Alors, j'exprime ici synthétiquement ce que j'ai ressenti à la lecture de ce roman, "La Bandite", (puisque ce blog est fait pour que nous parlions de nos lectures réelles) et de ce passage en particulier :

- j'allais à reculons vers ce "genre" de livres, avec un a priori contre le roman romanesque, au lyrisme facile, peu regardant sur sa forme, ne cherchant pas à inventer sa forme, idéalisant les bons sentiments, cherchant la victoire du bien contre le mal.

- j'ai lu "La Bandite" avec ces préventions et ce qui m'a frappé c'est que, tout en respectant et assumant le programme de tels romans, le roman de Marie-Josée Cesarini-Dasso contenait - pour moi (cela est discutable) - des passages qui pouvaient frapper à la fois par leur caractère invraisemblablement délirant et leur force poétique et psychologique extrême.

- ayant eu la chance, lors de la manifestation "Racines de ciel", de pouvoir questionner l'auteur en public sur ce "romanesque échevelé" et la volonté de toujours voir le triompher le bien sur le mal, sa réponse fut instructive : il s'agissait très volontairement de faire du roman un acte thérapeutique. Et non de faire croire que la réalité ressemblait au roman ou pourrait finir par lui ressembler.
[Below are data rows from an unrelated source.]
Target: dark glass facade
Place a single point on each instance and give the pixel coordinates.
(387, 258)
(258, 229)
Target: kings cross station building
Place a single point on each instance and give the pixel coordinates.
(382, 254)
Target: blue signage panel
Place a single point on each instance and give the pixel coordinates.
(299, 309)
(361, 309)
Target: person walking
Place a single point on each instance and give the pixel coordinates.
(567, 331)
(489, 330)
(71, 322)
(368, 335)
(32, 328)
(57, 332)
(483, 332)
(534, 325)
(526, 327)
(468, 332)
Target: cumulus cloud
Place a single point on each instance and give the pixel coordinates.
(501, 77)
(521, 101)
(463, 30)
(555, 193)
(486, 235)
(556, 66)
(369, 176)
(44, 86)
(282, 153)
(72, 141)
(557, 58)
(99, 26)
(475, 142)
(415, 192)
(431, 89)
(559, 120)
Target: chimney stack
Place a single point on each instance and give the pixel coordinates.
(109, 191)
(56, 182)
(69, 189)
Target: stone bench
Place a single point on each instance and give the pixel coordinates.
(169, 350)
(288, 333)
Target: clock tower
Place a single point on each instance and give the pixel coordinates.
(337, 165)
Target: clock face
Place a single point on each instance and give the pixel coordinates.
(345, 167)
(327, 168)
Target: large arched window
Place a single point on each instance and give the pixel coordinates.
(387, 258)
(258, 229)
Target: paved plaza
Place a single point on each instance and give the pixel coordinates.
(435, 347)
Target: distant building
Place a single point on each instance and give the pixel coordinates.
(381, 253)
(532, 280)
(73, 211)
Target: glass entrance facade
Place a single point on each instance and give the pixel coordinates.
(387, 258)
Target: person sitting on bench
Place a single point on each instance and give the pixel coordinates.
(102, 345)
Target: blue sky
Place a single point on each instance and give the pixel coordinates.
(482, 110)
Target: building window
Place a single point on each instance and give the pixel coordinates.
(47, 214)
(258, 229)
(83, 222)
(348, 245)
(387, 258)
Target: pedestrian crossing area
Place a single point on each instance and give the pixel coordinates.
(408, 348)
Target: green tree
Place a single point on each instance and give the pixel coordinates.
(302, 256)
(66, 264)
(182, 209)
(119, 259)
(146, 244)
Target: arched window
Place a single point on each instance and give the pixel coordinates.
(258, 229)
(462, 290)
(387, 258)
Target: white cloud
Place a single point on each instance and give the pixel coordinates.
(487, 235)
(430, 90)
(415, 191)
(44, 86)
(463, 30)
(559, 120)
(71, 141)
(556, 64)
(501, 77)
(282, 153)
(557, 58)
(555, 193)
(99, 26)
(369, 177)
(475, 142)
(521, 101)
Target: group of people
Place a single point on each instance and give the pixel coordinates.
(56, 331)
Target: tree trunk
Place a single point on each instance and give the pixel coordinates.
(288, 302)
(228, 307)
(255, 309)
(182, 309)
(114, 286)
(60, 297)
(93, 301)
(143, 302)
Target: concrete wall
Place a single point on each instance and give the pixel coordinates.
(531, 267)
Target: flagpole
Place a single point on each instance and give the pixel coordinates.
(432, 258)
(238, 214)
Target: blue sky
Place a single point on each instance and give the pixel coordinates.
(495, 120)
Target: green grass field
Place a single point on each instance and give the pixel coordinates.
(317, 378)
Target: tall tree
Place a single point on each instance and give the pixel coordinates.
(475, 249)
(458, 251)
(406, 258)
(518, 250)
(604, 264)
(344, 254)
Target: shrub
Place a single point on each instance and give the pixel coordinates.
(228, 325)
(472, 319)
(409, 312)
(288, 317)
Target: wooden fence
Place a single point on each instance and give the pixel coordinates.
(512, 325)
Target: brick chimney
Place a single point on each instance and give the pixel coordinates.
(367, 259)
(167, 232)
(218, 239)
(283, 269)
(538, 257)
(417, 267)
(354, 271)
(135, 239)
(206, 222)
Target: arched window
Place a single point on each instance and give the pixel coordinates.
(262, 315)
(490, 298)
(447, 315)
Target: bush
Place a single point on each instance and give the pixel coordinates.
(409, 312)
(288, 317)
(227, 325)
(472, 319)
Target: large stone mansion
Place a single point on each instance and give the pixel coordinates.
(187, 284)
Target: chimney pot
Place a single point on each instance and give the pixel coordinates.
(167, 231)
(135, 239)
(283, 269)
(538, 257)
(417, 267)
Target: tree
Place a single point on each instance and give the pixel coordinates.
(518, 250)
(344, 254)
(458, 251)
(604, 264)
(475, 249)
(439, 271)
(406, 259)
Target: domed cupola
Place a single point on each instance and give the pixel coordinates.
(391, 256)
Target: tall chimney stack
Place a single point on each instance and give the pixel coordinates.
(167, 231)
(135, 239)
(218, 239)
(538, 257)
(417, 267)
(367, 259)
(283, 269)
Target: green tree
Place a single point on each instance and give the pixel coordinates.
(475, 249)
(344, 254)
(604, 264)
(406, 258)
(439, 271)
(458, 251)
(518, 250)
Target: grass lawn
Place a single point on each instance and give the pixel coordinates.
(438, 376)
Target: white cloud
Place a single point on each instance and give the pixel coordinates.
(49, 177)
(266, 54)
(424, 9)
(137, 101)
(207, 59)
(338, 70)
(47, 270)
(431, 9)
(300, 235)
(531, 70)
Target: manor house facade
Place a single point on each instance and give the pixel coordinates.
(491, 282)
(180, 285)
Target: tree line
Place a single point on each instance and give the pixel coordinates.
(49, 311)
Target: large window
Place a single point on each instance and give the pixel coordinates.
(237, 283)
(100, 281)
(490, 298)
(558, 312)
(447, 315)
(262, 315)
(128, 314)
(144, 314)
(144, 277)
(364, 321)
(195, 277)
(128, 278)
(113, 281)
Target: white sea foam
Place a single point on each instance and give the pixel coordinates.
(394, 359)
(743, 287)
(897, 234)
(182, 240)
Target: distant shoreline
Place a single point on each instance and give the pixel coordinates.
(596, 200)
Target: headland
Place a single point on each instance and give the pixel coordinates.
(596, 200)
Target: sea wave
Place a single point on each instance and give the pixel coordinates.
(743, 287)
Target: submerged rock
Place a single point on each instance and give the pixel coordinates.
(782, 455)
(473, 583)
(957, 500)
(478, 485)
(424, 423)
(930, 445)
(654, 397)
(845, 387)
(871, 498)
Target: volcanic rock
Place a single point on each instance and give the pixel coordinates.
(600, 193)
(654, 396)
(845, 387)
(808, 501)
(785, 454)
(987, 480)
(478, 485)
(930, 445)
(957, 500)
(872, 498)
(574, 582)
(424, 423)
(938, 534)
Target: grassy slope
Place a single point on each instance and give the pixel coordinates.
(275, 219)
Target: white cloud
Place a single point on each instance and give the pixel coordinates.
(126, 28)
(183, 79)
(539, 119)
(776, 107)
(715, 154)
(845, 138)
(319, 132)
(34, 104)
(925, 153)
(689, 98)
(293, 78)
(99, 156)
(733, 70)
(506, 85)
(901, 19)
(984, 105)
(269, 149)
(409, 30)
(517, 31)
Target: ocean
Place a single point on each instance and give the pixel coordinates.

- ainsi, de ce passage du meurtre du mari par son épouse (inversion "féministe" du drame d'Otello et de Vanina) : j'ai souri comme devant un dessin de Debout (petit mari, grosse épouse) et en même temps il s'agissait de trouver dans le personnage masculin la source d'une souffrance. Tout le roman d'ailleurs est bâti sur le volonté de comprendre les autres. Agnesa, la "bandite" du titre, cherche à comprendre le drame qui s'abat sur elle (une histoire de secret de famille) mais surtout, à chacune de ses rencontres, à comprendre quelle souffrance enfouie meut tel et tel personnage ; et une fois démasquée cette souffrance, l'auteur fait agir Agnesa avec une audace et une détermination extraordinaires dans le but de guérir celui ou celle qui deviendra ainsi son patient, son frère humain.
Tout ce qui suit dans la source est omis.